Here are the three shifts in perspective that saved our grid, and frankly, they apply to managing any complex, high-stress system in your life or business:

1. Stop Trusting the Noise; Look for the Flow

Just because a system is making a lot of noise and expending a lot of energy doesn't mean it's actually doing the work. Our fans were screaming, but the heat wasn't moving. In your own operations, stop measuring the effort and start measuring the transfer. For a transformer, this means mandatory, routine thermal imaging under heavy load. Don't just look to see if the radiators are hot; look at the temperature differential (the Delta-T) between the top and the bottom. If the bottom is suspiciously cool while the top is baking, your flow is blocked.

2. Maintain the Fluid, Not Just the Hardware

We spent all our time washing the outside of the radiators and ignoring the chemistry happening inside. The sludge that blocked our system didn't appear overnight; it was the result of years of degrading oil chemistry. You have to religiously monitor your Dissolved Gas Analysis (DGA) and oil quality metrics. If your oil is oxidizing, your cooling system is dying from the inside out, no matter how shiny the fans are on the outside. Treat the internal chemistry with the same urgency you treat a broken fan blade.
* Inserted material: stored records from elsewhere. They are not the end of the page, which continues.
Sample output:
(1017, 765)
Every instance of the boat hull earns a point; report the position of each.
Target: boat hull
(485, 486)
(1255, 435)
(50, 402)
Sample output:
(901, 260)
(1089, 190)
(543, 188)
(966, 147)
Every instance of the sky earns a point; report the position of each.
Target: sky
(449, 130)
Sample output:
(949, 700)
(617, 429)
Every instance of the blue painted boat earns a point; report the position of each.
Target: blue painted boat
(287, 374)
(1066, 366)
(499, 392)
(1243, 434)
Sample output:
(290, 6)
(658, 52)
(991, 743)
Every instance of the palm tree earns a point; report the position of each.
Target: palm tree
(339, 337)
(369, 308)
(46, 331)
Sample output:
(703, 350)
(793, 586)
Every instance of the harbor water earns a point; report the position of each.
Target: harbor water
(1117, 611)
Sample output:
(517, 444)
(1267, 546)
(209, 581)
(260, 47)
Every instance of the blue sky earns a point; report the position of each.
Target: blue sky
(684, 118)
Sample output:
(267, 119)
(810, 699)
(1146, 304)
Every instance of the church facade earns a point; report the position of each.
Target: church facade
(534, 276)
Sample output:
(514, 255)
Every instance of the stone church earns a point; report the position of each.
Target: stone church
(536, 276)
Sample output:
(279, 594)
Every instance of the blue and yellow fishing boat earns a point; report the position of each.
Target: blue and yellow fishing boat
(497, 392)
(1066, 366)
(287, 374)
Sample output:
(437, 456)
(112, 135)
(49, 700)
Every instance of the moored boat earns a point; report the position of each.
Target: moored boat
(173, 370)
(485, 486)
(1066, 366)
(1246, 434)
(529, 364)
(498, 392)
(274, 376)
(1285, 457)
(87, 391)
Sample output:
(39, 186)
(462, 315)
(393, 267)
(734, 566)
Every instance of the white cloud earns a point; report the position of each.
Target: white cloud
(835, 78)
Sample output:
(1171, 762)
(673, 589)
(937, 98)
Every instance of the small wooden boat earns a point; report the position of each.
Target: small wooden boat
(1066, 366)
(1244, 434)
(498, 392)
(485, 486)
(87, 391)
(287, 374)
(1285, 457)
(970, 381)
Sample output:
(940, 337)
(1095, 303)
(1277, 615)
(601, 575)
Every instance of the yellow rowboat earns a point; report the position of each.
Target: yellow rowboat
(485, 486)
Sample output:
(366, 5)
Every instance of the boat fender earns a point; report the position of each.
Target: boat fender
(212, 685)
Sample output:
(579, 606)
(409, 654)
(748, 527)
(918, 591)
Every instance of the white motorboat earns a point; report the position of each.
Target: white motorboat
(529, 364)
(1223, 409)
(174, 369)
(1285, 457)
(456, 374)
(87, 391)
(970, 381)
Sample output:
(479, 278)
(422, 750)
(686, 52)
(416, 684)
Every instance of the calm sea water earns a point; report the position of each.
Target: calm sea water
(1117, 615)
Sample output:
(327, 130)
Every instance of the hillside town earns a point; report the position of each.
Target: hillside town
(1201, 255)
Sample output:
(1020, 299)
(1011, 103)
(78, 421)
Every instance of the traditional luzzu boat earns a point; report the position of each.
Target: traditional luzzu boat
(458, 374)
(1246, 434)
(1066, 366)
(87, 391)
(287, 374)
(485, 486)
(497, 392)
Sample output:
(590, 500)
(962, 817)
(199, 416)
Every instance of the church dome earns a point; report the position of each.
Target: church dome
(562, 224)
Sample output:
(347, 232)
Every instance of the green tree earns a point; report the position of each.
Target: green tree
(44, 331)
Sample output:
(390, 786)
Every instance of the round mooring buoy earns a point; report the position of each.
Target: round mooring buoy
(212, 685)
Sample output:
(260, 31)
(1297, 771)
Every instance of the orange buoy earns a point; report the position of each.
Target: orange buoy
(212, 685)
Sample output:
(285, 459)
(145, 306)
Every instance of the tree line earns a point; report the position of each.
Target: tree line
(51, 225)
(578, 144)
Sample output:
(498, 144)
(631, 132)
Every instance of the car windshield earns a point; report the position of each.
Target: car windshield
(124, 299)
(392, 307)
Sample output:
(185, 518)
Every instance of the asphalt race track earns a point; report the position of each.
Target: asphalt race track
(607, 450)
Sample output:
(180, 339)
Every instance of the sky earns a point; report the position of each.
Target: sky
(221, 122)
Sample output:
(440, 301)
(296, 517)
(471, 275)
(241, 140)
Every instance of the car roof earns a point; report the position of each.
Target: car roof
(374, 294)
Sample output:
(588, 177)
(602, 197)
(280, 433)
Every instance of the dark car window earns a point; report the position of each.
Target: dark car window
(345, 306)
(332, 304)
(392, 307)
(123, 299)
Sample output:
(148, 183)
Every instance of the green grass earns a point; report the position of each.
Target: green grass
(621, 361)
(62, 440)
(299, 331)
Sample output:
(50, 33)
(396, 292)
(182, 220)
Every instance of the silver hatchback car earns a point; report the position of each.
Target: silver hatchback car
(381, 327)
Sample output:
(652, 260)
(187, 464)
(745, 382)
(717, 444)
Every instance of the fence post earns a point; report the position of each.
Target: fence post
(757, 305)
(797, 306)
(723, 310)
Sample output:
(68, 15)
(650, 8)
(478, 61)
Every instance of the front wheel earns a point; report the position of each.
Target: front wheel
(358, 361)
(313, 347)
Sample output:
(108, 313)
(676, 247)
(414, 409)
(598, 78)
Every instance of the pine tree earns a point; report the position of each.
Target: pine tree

3. Redefine What "Normal" Looks Like

The SCADA system didn't flag the issue because the average top-oil temperature hadn't yet crossed the critical alarm threshold. But average is a dangerous word. The core was experiencing severe, localized thermal stress that the sensors couldn't see. You have to establish a baseline of what healthy operation looks like for each specific asset under different loads, and investigate anything that deviates from that unique baseline, even if it hasn't tripped an alarm yet.

I still walk that same bluestone gravel at Substation 4. The 50 MVA transformer is still humming away, carrying the load of upto 2500 Amps at 11 kV. But I don't listen to the fans anymore. I watch the heat.

We spend so much time in our professional lives reacting to the loud, screaming alarms of things that are already broken. But I have to ask you: what "perfectly functioning" system in your world is quietly burning itself out from the inside, just waiting for you to look a little closer?